オウムは日本国内より海外の方が信者が多い。
だからアレフのような後継団体はおそらく海外にもたくさんあるだろう。
その中から麻原の意志を継ぐ新しいリーダーが現れれば、またいつでも彼らは国家転覆を狙うカルト集団として機能すると思う。
より深刻になっていく格差社会での政情不安や相次ぐ災害を経て、異世界へ転生するアニメやマンガがブームになり、その他のメディアでもオカルトやスピリチュアル的なものがメインカルチャーとして復活している感じがある。
オウムの事件以前の世紀末も今とよく似た世相で、オカルトやスピリチュアル系のテレビ番組が頻繁に放送され、僕は月刊『ムー』を愛読しながら、退屈な現実世界を離れて非日常的な世界へ埋没していた。
この世の理論で成り立つ社会に弾かれた人たちを救うのが宗教の役目なのだとしたら、宗教は常にあの世(仮想的な)の理論で動く反社会的なものでなければならない。
だから統一教会のように現世利益を謳う宗教は利害が一致すれば国家と癒着し、この世の理論に帰属してしまう。

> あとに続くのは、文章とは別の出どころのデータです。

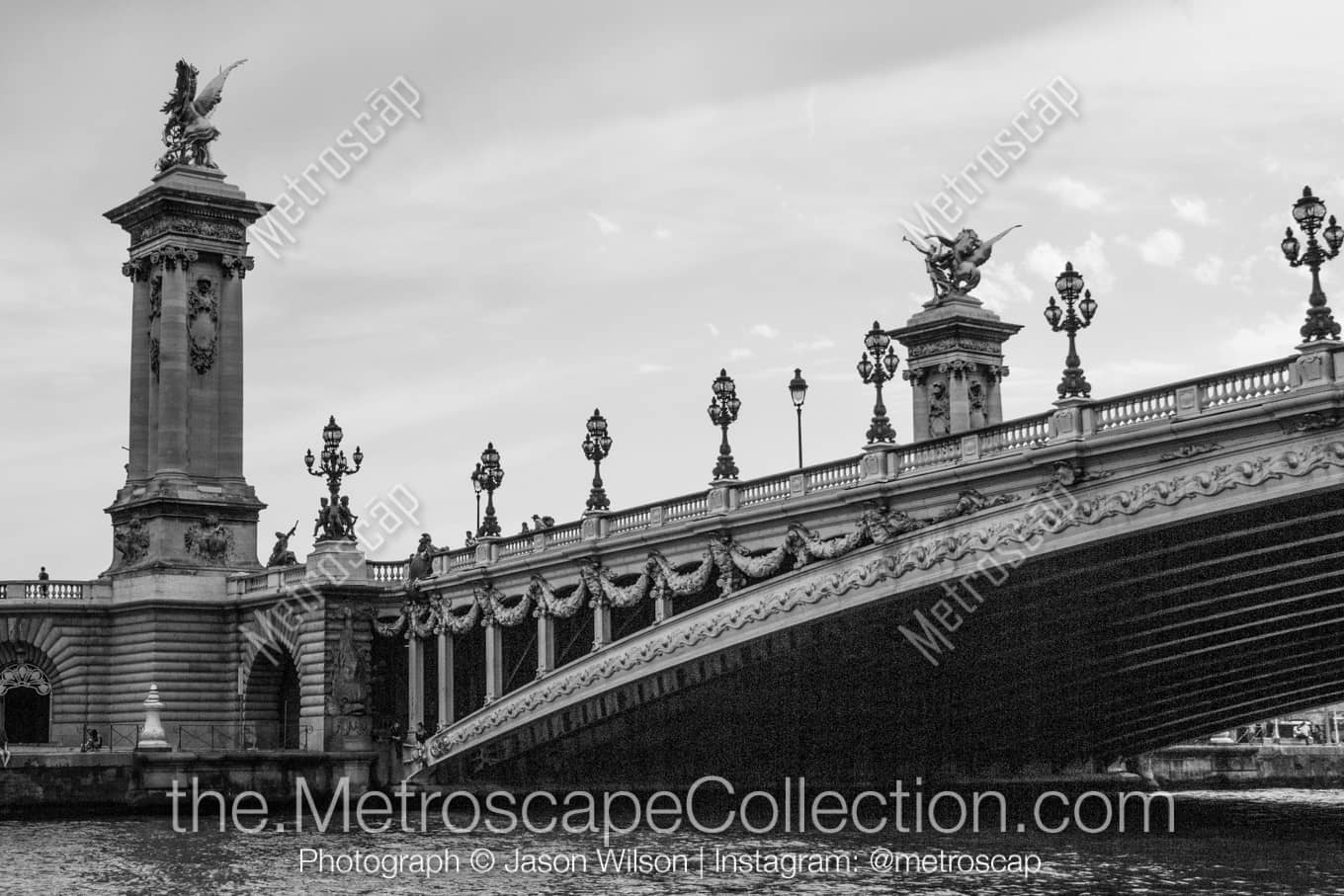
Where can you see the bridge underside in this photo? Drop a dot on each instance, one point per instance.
(1086, 654)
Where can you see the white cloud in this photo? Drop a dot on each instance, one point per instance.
(1075, 193)
(1163, 247)
(1210, 271)
(605, 226)
(1240, 281)
(1274, 336)
(1001, 286)
(1191, 208)
(1089, 260)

これでは現実世界の苦しみから逃れたい人たちを救えず、洗脳しきれない。
麻原のすごいところは、来世利益(解脱)を謳って、この世の理論で成り立つ社会と国家に対立した事だ。
僕が麻原から学んだ宗教的洗脳の基本は福は内、鬼は外であること。
コミュニティの中では常に安心、安全、快楽という感情が確保され、コミュニティの外には危険、不安、恐怖があるという状態を入信者たちに思い込ませる。

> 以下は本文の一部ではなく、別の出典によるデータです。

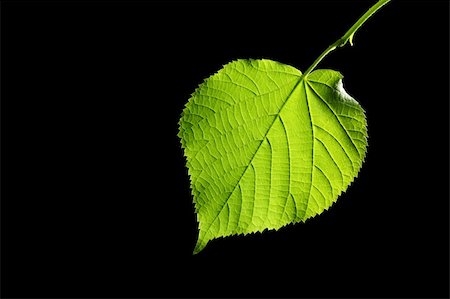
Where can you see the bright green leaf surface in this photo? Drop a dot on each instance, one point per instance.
(266, 146)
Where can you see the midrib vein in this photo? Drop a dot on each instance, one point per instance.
(301, 79)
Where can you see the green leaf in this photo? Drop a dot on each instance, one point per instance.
(267, 146)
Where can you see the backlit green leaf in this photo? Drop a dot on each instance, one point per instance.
(266, 146)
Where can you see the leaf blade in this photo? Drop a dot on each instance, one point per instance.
(241, 131)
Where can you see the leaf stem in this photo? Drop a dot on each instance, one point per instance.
(348, 36)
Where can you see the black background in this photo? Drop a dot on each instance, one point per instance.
(95, 194)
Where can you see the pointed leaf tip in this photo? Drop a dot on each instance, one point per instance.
(266, 146)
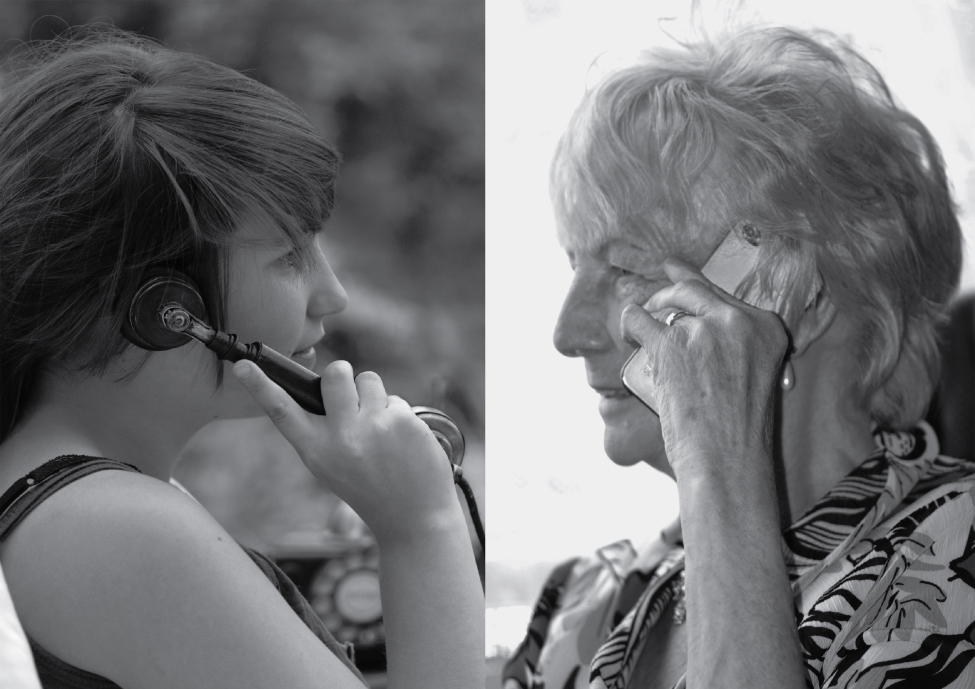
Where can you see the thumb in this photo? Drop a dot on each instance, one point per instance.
(284, 412)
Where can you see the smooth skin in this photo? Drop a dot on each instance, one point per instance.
(124, 575)
(740, 477)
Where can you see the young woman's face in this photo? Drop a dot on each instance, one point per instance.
(277, 299)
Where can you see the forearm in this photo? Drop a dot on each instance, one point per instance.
(433, 609)
(741, 624)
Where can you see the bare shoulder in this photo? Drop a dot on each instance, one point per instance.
(124, 575)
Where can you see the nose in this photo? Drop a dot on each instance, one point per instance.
(581, 327)
(328, 296)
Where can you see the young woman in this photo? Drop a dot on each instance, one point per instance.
(117, 157)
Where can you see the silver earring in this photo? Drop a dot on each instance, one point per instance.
(788, 376)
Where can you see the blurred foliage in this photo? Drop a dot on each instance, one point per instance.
(399, 88)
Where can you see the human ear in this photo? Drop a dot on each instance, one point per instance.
(814, 321)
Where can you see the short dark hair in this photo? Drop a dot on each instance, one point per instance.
(808, 145)
(116, 155)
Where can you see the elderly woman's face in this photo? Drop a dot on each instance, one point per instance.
(610, 274)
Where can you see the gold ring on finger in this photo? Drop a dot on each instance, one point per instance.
(675, 316)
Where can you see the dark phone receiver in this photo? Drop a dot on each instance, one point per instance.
(729, 264)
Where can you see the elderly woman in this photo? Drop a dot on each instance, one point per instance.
(822, 540)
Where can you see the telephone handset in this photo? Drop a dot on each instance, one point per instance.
(167, 311)
(728, 266)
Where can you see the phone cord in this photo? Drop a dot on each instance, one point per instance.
(468, 492)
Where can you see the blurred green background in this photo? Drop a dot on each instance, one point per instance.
(399, 88)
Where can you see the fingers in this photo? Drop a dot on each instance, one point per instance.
(339, 393)
(638, 325)
(679, 270)
(397, 402)
(372, 393)
(692, 296)
(283, 411)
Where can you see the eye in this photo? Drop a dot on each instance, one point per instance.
(622, 272)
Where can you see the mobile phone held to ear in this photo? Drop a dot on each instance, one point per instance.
(728, 266)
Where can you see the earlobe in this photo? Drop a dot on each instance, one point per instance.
(814, 321)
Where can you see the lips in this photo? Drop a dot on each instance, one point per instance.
(306, 357)
(613, 393)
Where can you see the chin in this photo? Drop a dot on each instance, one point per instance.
(635, 442)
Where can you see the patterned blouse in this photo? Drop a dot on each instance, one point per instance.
(883, 578)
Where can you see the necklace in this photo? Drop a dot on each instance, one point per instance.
(680, 611)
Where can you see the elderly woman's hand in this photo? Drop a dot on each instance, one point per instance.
(713, 372)
(713, 375)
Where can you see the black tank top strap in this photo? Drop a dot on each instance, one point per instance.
(31, 490)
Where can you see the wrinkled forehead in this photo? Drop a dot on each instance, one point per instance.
(655, 233)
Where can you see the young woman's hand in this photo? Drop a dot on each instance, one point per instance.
(369, 448)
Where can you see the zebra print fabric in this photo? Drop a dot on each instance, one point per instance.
(882, 570)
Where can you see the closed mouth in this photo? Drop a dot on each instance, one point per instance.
(613, 393)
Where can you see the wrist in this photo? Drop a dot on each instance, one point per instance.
(427, 525)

そのためにオウムは信者たちを教団が運営する施設で共同生活させ、自分たちのコミュニティと社会の間に内と外の明確な壁を設けた。
そして日本社会の中に新しい国家を作り、独自の政治と経済をそのコミュニティ内に発展させ、社会に依存しなくても生存していける環境を信者たちに与えた。

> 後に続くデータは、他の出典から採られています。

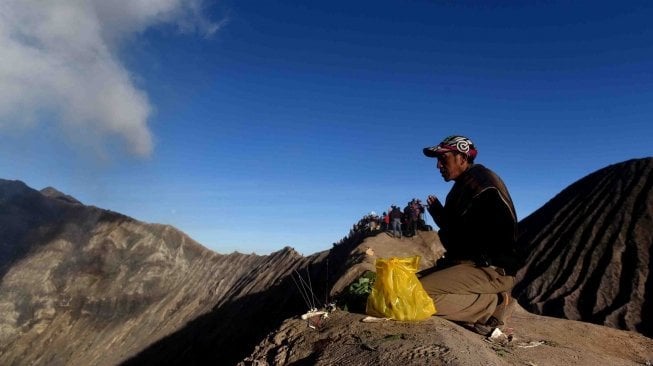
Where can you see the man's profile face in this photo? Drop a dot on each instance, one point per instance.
(451, 165)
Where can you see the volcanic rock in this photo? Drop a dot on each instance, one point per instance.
(589, 250)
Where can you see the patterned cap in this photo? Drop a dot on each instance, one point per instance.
(452, 143)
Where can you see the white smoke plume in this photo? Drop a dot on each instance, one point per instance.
(58, 59)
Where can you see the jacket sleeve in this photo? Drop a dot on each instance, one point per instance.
(436, 210)
(491, 231)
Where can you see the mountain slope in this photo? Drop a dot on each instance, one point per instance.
(590, 250)
(81, 285)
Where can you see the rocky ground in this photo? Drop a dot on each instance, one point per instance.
(344, 339)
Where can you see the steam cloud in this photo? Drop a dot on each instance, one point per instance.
(59, 58)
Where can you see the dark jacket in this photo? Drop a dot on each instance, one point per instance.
(478, 221)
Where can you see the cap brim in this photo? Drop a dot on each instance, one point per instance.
(434, 151)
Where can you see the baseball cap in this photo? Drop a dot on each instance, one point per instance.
(455, 143)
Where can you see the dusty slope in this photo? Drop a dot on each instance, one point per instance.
(591, 250)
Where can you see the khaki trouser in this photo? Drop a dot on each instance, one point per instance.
(466, 293)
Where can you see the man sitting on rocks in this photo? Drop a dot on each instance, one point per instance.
(478, 227)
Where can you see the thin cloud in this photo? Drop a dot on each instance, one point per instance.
(59, 59)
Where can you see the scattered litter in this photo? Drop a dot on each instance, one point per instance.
(530, 344)
(373, 319)
(497, 333)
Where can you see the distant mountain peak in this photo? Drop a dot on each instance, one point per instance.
(56, 194)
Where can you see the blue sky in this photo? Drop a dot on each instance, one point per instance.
(254, 125)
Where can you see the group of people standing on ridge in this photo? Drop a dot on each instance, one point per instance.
(406, 222)
(395, 222)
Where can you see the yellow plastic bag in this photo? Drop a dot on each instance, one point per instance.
(397, 293)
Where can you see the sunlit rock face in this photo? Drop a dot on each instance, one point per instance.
(82, 285)
(589, 250)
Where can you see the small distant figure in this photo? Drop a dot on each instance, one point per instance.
(396, 216)
(386, 221)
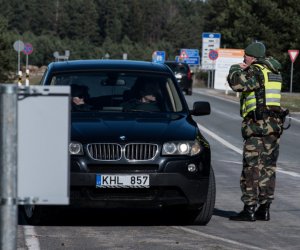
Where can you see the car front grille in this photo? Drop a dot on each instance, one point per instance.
(114, 152)
(104, 151)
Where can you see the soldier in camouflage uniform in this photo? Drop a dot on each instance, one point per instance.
(259, 81)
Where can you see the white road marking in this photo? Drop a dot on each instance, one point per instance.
(31, 239)
(189, 230)
(239, 151)
(219, 139)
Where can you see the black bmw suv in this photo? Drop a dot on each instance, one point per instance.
(133, 139)
(183, 75)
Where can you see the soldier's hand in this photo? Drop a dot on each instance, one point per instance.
(244, 65)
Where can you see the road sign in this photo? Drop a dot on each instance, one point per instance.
(158, 56)
(28, 49)
(183, 54)
(190, 52)
(213, 55)
(18, 45)
(194, 60)
(210, 41)
(293, 54)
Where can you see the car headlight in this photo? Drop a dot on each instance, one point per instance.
(181, 148)
(178, 76)
(75, 148)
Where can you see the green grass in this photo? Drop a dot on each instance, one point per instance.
(291, 101)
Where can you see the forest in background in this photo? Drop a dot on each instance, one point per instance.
(90, 29)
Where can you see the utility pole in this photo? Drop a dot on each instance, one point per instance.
(8, 167)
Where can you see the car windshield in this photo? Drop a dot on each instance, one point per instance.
(177, 67)
(120, 92)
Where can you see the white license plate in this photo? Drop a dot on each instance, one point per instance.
(122, 181)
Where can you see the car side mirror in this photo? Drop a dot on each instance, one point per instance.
(200, 108)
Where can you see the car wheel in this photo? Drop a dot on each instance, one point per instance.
(203, 216)
(33, 214)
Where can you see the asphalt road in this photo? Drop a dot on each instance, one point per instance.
(150, 229)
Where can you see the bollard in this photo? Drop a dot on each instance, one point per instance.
(27, 78)
(20, 78)
(8, 167)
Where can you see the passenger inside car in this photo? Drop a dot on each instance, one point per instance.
(79, 96)
(144, 97)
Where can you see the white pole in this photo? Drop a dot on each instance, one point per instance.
(291, 83)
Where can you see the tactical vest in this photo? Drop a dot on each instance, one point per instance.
(272, 92)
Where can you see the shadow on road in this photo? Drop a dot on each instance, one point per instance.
(223, 213)
(110, 217)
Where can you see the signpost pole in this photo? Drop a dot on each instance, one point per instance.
(291, 83)
(8, 167)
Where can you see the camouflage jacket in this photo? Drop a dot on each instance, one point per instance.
(249, 80)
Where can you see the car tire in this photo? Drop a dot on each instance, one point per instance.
(33, 214)
(203, 216)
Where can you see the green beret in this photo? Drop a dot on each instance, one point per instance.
(257, 50)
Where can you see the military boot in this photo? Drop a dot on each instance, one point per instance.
(263, 212)
(248, 214)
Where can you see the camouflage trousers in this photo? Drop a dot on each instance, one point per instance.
(259, 169)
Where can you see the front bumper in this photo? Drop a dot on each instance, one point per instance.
(166, 189)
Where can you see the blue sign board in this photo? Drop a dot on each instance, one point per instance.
(194, 60)
(211, 35)
(190, 52)
(159, 56)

信者たちはそのコミュニティの中で「今生の現実世界はカルマに捕らわれた心が作り出す幻であり、カルマ解消のために用意された修行のステージである」という概念を麻原に刷り込まれる。
本書にあるオウムの世界観は仏教やヨーガの原典を麻原が独自に解釈した輪廻転生の理屈で成り立っていて、瞑想修行で自分が死後に訪れる六道(地獄道、餓鬼道、畜生道、阿修羅道、人間道、天道)の世界を擬似体験して、前世から現世に引き継いでいる自分のカルマを把握し、死後により高いステージに行けるよう、教祖の教えを受けながらカルマを解消する事を目的としている。
最終目標は六道を全てクリアして生まれ変わりのない状態である“解脱”を成功させること。
この世の中の常識や慣習に生きづらさを感じている人たちは、この世の理論に帰属するしかない現世利益よりも、“解脱”のようにあの世の理論に帰属する来世利益の方に魅力を感じやすく、納得もしやすい。
来世に利益があるのであれば、現世での生きづらさや不幸は気にならなくなり、死後や来世がもう未知の領域ではないから、死の恐怖さえも乗り越えてしまう。
洗脳されたオウムの信者たちは死後の“解脱”を報酬に、生きづらい現世を苦行のステージとして楽しみ、味わうことができる。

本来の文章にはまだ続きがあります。